2003年04月25日
三菱化学もPTAの大幅減産に乗り出す
向こう1ヵ月にアジア全体で4割カット
【カテゴリー】:経営
【関連企業・団体】:三井化学、三菱化学

 三菱化学は25日、4月下旬からおよそ1ヶ月にわたってPTA(高純度テレフタル酸)の減産を実施すると発表した。
 減産の規模は4万t。同社の現有設備能力は、松山工場の年産24万t、三菱化学インドネシアの同64万t、MCCPTAインディアの同42万tの合計同130万tとなっている。したがって今回の減産率(製造設備能力に対する減産率)は約40%ということになる。きわめて高い減産率といえる。
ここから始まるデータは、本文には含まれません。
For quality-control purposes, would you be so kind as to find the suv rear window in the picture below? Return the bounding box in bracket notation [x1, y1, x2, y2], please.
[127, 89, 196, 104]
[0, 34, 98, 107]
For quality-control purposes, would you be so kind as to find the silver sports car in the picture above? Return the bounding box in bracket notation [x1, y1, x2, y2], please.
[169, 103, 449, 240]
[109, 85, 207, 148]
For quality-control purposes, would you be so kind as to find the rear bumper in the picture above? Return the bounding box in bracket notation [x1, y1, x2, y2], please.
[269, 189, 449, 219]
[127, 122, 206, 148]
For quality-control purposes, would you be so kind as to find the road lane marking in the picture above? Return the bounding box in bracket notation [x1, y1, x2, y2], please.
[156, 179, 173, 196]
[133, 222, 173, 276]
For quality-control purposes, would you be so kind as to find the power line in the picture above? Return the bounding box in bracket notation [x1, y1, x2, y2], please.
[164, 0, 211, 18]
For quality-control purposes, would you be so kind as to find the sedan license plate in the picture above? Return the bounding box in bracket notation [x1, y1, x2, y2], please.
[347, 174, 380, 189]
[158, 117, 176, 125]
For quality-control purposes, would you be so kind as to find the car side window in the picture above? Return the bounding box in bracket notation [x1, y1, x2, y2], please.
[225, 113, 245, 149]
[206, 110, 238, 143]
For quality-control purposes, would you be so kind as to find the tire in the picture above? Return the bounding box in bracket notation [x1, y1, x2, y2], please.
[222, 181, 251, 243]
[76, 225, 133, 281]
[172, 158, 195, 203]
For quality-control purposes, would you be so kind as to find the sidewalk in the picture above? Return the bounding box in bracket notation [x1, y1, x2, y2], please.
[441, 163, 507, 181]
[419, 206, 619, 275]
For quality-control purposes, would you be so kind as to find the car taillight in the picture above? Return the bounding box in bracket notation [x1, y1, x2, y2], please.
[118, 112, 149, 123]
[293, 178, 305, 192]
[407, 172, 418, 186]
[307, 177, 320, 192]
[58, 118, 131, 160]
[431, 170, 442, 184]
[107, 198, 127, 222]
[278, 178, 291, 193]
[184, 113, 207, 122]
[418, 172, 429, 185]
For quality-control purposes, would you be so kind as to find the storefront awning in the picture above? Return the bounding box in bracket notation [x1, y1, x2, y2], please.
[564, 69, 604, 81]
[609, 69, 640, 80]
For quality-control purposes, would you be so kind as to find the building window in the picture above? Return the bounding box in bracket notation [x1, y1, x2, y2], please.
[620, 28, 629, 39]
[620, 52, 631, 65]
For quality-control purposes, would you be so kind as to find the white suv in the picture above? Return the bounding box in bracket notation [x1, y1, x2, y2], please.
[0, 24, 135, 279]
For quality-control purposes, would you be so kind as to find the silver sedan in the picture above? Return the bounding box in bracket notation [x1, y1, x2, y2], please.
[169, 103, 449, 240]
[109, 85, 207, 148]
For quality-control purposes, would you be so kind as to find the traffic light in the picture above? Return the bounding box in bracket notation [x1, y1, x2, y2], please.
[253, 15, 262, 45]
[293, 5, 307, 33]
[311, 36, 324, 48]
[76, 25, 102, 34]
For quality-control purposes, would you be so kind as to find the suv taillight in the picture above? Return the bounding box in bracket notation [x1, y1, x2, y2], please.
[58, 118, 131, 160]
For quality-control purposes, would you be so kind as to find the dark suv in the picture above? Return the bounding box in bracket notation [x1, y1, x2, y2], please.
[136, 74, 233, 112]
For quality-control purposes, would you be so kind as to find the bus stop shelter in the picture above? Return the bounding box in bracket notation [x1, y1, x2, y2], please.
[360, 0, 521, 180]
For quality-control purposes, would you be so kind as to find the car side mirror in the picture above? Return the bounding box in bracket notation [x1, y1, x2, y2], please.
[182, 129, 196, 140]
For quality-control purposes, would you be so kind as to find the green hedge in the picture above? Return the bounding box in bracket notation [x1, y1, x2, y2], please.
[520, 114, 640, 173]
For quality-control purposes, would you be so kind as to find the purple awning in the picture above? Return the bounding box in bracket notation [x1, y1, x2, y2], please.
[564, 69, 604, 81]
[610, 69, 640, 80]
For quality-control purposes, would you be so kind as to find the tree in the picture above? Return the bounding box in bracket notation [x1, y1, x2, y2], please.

 減産に踏み切ることにした理由については、大口輸出先である中国をはじめとしたアジア各地の需要の低迷と価格の下落による採算の悪化を挙げている。需要の減少の要因としては、原料PX(パラキシレン)の急騰とその後の高止まり、イラク戦争やSARS問題の広がりによるポリエステル川下製品の需要の減退などが挙げられると説明している。
 
 減産に当っては、松山工場を1ヶ月間運休するのに加えて、インドネシアとインドの2ヵ所の合弁会社の設備の稼動調整も実施していく。松山工場の設備の場合は、当初は、5月に2週間のスケジュールで定修を実施する予定であったが、需給バランスの早期回復を狙って前倒しするとともに運休期間を延長することにした。
 
 最近のPTAの需要の減少と市況の下落に対しては、アジア地域のPTAメーカー全体の間に強い危機感が急速に広まってきており、三井化学、韓国・三南石油化学、台湾・CAPCO、マレーシアBPなどが相次いで減産に踏み切っている。このうちの三井化学は、3月下旬から岩国大竹工場内の同35万t能力の第3号機を3週間の予定でクリーニング・シャットダウンしている。秋に予定していた定修を大幅に前倒ししたもの。他の系列についても稼動を調整中で、5月中旬までの同社の稼動率はほぼ50%にとどまる見通しにある。
 
 こうした中だけに、三菱化学の大幅減産のスタートはアジア地域全体の需給バランスの回復・維持にも十分寄与していくと見られる。同社では、中国の需要の回復が遅れた場合は減産を継続するとしている。ただし、最近の中国国内ではPTAもポリエステル製品も在庫がかなり縮小してきているので、5月中旬には需要が回復すると予想している。